22 October 2013

This post is a follow-up to Your fla- Your flash is now clean. An updated, improved version of the modified PSTR() macro is at the bottom of this page.


I solicited feedback in the Arduino forums to my de-duplicating PSTR() macro replacement described in last Sunday’s Your fla- Your flash is now clean post. It didn’t take long until someone had found an edge case where my construct broke the build.

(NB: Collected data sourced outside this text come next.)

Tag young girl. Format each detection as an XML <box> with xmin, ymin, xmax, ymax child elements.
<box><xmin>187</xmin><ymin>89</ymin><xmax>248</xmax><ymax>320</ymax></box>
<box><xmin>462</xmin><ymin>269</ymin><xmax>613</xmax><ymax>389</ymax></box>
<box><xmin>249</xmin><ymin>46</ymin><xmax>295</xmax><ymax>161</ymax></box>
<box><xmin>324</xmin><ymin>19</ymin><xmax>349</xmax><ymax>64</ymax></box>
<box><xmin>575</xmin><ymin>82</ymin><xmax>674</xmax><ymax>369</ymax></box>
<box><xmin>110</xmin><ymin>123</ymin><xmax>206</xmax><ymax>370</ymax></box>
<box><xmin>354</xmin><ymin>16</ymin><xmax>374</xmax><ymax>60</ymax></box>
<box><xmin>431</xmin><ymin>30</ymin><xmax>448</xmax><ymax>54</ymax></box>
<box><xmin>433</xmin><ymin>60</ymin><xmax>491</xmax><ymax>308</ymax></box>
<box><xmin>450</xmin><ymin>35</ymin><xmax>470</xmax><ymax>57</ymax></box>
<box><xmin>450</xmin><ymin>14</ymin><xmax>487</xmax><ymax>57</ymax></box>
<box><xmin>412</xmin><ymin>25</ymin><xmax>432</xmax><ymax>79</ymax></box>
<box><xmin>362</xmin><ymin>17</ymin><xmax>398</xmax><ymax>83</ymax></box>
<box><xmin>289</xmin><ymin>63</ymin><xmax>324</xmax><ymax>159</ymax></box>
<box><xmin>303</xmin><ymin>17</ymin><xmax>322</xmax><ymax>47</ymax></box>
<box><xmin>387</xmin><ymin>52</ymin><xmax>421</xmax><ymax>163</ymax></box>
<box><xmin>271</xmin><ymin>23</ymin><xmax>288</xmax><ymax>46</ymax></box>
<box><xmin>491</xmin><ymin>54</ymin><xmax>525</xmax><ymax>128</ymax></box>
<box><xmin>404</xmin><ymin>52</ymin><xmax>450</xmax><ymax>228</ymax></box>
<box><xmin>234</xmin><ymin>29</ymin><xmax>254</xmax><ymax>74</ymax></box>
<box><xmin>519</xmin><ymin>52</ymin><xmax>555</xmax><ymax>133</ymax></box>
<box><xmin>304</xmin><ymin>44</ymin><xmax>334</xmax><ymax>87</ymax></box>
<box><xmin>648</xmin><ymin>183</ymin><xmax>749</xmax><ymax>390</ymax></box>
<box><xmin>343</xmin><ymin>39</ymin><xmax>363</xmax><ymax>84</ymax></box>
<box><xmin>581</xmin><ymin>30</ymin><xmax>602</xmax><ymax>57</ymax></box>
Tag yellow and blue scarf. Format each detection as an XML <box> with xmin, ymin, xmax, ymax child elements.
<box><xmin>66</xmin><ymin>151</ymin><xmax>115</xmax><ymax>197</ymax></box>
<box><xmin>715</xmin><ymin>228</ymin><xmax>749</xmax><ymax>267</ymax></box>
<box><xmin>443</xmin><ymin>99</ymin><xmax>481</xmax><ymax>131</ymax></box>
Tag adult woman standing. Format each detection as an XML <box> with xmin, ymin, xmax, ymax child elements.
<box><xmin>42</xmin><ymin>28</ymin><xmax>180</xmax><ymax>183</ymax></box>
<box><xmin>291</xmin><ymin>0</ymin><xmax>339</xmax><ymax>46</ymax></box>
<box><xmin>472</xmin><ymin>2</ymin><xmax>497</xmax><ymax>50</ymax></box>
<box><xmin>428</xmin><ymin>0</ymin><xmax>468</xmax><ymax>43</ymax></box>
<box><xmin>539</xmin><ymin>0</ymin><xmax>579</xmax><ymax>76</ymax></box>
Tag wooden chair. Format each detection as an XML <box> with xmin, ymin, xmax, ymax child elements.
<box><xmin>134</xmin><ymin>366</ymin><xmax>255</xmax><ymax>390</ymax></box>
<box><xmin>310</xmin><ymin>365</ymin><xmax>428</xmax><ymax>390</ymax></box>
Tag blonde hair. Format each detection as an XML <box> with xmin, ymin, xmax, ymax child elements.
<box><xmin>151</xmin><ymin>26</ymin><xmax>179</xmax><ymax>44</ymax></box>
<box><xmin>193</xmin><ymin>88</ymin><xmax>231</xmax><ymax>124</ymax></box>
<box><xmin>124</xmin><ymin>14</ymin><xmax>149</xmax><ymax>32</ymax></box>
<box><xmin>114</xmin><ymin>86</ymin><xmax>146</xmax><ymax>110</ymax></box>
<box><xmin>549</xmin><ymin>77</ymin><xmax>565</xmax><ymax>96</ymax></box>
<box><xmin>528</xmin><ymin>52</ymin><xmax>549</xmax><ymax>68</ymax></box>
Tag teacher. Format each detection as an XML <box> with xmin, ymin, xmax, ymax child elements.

Darryl points out that the following (perfectly reasonable) use of the updated PSTR() macro (via the F() macro) makes the compiler barf:

Serial.println(F("%"));

This innocuous line causes the compiler to say this:

PSTR.ino: In function 'void setup()':
PSTR.ino:15:6: error: invalid 'asm': invalid %-code

Uhh. Well, darn.

In hindsight, that’s not so very surprising, though. Given "%", the updated PSTR() macro expands to something like this:

PGM_P ptr;
asm volatile
(
  ".pushsection .progmem.data, \"SM\", @progbits, 1" "\n\t"
  "PSTR%=: .string \"%\""  /* oops! */               "\n\t"
  ".popsection"                                      "\n\t"
  "ldi %A0, lo8(PSTR%=)"                             "\n\t"
  "ldi %B0, hi8(PSTR%=)"                             "\n\t"
  : "=d" (ptr)
);

Can you see it? The %\" next to the .string directive looks a lot like those %A0 and %B0 and %= placeholders, except it doesn’t. It’s a good thing Darryl didn’t use a string like “£2×50%=£1”, or he’d have ended up with gibberish instead of a proper compiler error.

The good news is that GCC’s asm directive only attempts to interpret “%-codes” if any outputs are declared.

Of course, I do need outputs to get the string address out. But I can split the asm statement into two consecutive ones, the first one defining the string, the second one getting its address.

There’s a problem with that, too, though, because now I can’t use the %= construct to generate a unique label for the string. (And %= would resolve to different values in those two asm blocks anyway.) But fortunately, the assembler has a concept of local labels that seems to work even in my case.

Long story short, here’s an updated version that works even in the F("%") case:

#define PSTR(str) \
  (__extension__({ \
    PGM_P ptr;  \
    asm volatile \
    ( \
      ".pushsection .progmem.data, \"SM\", @progbits, 1" "\n\t" \
      "0: .string " #str                                 "\n\t" \
      ".popsection"                                      "\n\t" \
    ); \
    asm volatile \
    ( \
      "ldi %A0, lo8(0b)"                                 "\n\t" \
      "ldi %B0, hi8(0b)"                                 "\n\t" \
      : "=d" (ptr) \
    ); \
    ptr; \
  }))

Side note: I tested this with some statements like these:

Serial.print(F("%"));
Serial.print(F("%%"));
Serial.print(F("%%%"));

and it turns out the linker actually cleverly merges those three strings into each other. In the resulting ELF file, only “%%%” remains, and “%” and “%%” end up pointing into that string at the appropriate offset. Nice!